Young Britons face worst economic prospects in generations, human rights study finds
The report, published on Friday by the Equality and Human Rights Commission (EHRC), concluded the average income of a young person had fallen dramatically in the past five years, and more barriers were preventing them from gaining economic independence.
Titled ‘Is Britain Fairer?’ the report found that young people are having a tougher time than their older peers recovering from the 2008 global financial crisis.
Unemployment for 16- to 24-year-olds stood at 14.8 percent for the three months to August 2015, the report found. The rate is higher than the 13.8 percent recorded before February 2008, immanently before the recession hit.
EHRC commissioner Laura Carstensen said young people had to cope with a particularly difficult set of circumstances.
“Theirs are the shoulders on which the country will rely to provide for a rapidly ageing population, yet they have the worst economic prospects for several generations,” she said.
Measures brought in by the Conservative government have also neglected young people. Chancellor George Osborne announced a “national living wage” in July, but it will only be available to workers aged 25 and over.
Those between ages 21 and 24 will still be forced to work on the current minimum wage of £6.70 (US$10.30) per hour.
The report also examined the effects of poverty on different ethnic minority groups.
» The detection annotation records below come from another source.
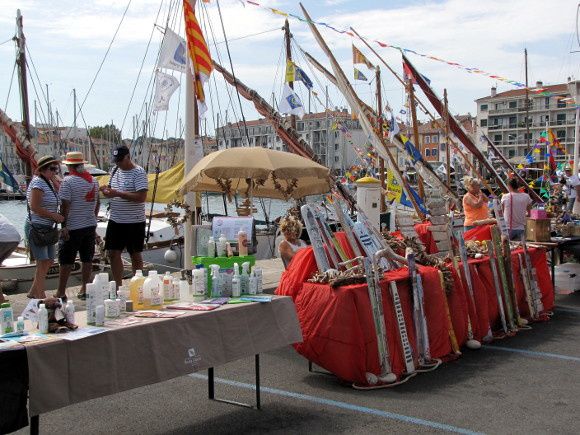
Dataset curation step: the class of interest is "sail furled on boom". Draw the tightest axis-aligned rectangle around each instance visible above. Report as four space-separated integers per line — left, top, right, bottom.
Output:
213 61 356 208
402 54 507 192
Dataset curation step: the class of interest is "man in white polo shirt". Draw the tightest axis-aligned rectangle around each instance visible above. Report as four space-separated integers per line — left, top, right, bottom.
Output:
55 151 99 300
101 145 148 286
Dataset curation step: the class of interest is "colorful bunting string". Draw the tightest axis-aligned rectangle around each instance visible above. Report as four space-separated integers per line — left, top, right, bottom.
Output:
240 0 580 107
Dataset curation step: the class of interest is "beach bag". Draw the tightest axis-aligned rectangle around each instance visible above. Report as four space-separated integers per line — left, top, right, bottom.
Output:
26 177 60 246
30 227 59 246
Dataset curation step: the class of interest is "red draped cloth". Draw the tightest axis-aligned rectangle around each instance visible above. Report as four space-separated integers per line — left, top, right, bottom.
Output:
276 233 554 384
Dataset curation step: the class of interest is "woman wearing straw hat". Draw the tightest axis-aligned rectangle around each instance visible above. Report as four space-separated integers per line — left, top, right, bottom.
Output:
24 156 64 299
55 151 100 299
It found white British boys are worst affected.
In terms of education, children from Chinese and Indian backgrounds tended to perform better than other pupils, the report discovered.
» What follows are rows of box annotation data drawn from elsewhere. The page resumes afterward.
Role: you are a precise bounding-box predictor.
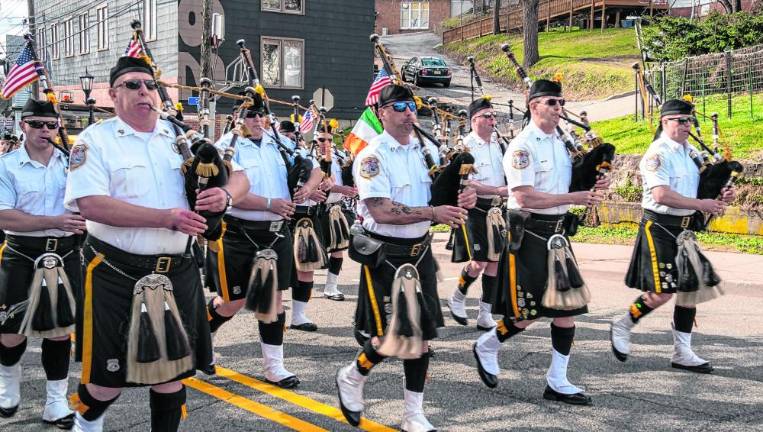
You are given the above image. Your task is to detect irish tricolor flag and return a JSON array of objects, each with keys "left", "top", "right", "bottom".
[{"left": 344, "top": 108, "right": 384, "bottom": 156}]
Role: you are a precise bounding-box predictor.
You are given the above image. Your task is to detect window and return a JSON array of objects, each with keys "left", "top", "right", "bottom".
[
  {"left": 79, "top": 13, "right": 90, "bottom": 54},
  {"left": 260, "top": 37, "right": 305, "bottom": 89},
  {"left": 95, "top": 4, "right": 109, "bottom": 50},
  {"left": 261, "top": 0, "right": 305, "bottom": 15},
  {"left": 400, "top": 0, "right": 429, "bottom": 30},
  {"left": 143, "top": 0, "right": 156, "bottom": 41},
  {"left": 64, "top": 18, "right": 74, "bottom": 57}
]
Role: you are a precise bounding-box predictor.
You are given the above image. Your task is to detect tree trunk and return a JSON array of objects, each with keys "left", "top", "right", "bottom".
[{"left": 522, "top": 0, "right": 540, "bottom": 69}]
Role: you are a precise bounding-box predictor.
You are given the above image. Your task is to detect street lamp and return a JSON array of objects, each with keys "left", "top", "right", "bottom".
[{"left": 79, "top": 68, "right": 95, "bottom": 125}]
It further concluded opportunities in education and employment had improved for people of Bangladeshi and Pakistani heritage, while people from African and Caribbean descent had seen some of the biggest falls in income.
The EHRC further found that attitudes toward religious diversity had become less accepting, with a marked increase the number of Islamophobic and anti-Semitic attacks.
In a statement, Trade Union Congress (TUC) General Secretary Frances O’Grady said the government needs to tackle low-pay, housing costs and youth employment.
“This report should be wake-up call to ministers. Hiking up university and college fees and excluding young people from the new higher minimum wage rate is not the way to build a fair and prosperous Britain. It is the blueprint for a lost generation,” she said.
“Without better employment and training opportunities many young people will continue to be shut out of the recovery.”